The Accountability Question
Chadchart's dominant polling position hasn't insulated him from pointed criticism, particularly around procurement transparency. The Democrat Party flagged that 92.8% of fiscal 2025–2026 BMA projects used direct-sourcing rather than competitive bidding, raising concerns about inflated costs and cronyism. A high-profile controversy over exercise equipment purchased at allegedly excessive prices drew a "sluggish response," and disciplinary action against officials struck critics as insufficient.
A complaint lodged with the National Anti-Corruption Commission alleges unlawful appointments of 17 senior BMA officials, with a review panel reportedly ruling the hires invalid. Opposition voices suggest the moves were designed to seed loyalists ahead of the election. Chadchart has defended the appointments as procedurally sound, but the NACC's timeline remains unclear—likely extending beyond polling day.

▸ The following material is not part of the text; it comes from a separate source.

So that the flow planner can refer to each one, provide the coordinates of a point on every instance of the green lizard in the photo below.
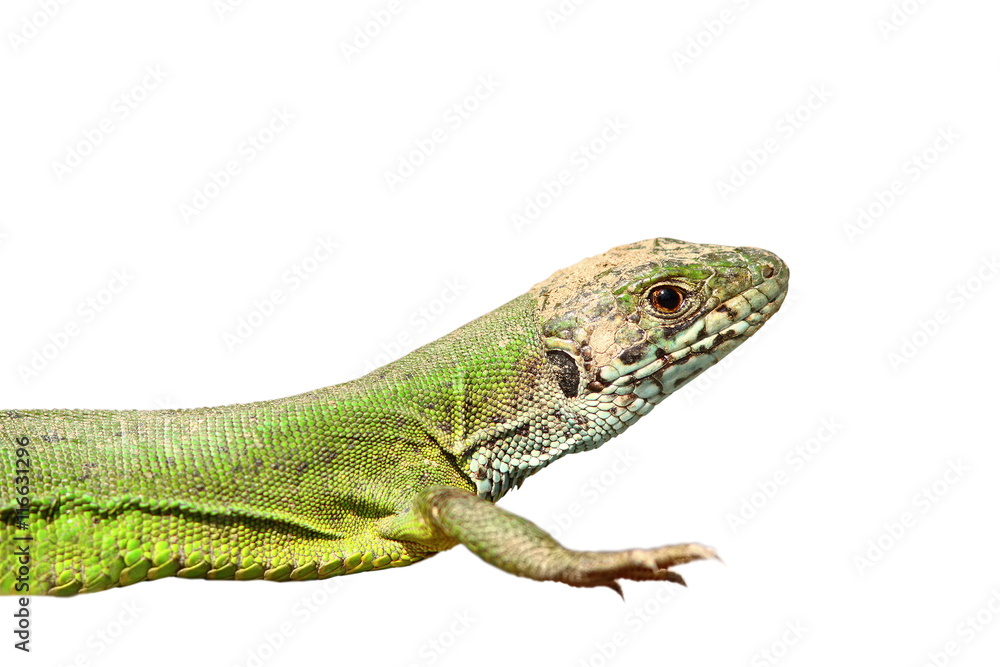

More fundamentally, satisfaction ratings on "bread-and-butter" issues lag behind his overall 78.4% approval. Flooding persists in eastern and central districts despite drainage upgrades; traffic congestion remains a daily ordeal for commuters; and PM2.5 levels still breach safe thresholds for weeks at a time. Critics argue that Chadchart's hands-on image—dubbed "political showbiz" by detractors—substitutes visibility for measurable outcomes.
Structural constraints compound the problem. Bangkok's overlapping jurisdictions mean the governor shares authority with national transport, environmental, and utilities ministries. Chadchart himself has acknowledged that bureaucratic silos and contractual lock-ins—such as the decades-old Onnut incinerator agreement—limit his room to maneuver. Experts note that flood control and mass transit require central-government budgets and inter-agency coordination the BMA cannot command on its own.
Opposition Struggles to Gain Momentum
The People's Party's Chaiwat Sathawornwichit hoped to consolidate progressive urban voters, banking on the party's strong showing in the 2023 general election. Yet his 8.8% poll share suggests Bangkok residents distinguish between national and municipal governance. The Democrat Party, historically dominant in the capital's wealthier southern districts, has seen its influence wane as voters prioritize performance over partisan legacy; Anucha Burapachaisri's 3.1% reflects that erosion.
Mallika Boonmeetrakul Mahasuk, an independent with business credentials, has carved a modest 9.6% niche but lacks the name recognition or media saturation Chadchart enjoys. With only nine days until the vote, none of the challengers have articulated policy contrasts sharp enough to disrupt the race's trajectory.
The June 28 Test
Chadchart resigned from office on May 18 to comply with Thailand's electoral neutrality rules; candidate registration ran May 28 through June 1. The election also covers city councillors, where polling suggests voters again favor independents, mirroring the anti-establishment sentiment that defined his 2022 landslide across all 50 Bangkok districts.
A second term would validate the model of non-partisan urban governance Thailand's capital has increasingly embraced. It would also test whether Chadchart's hands-on populism can translate into measurable gains on the intractable problems—air, water, traffic—that shape daily life for the city's 10 million residents. For voters, the choice is less about ideology than accountability: whether four more years will bring the systemic reforms Bangkok needs, or simply more of the incremental progress it has already received.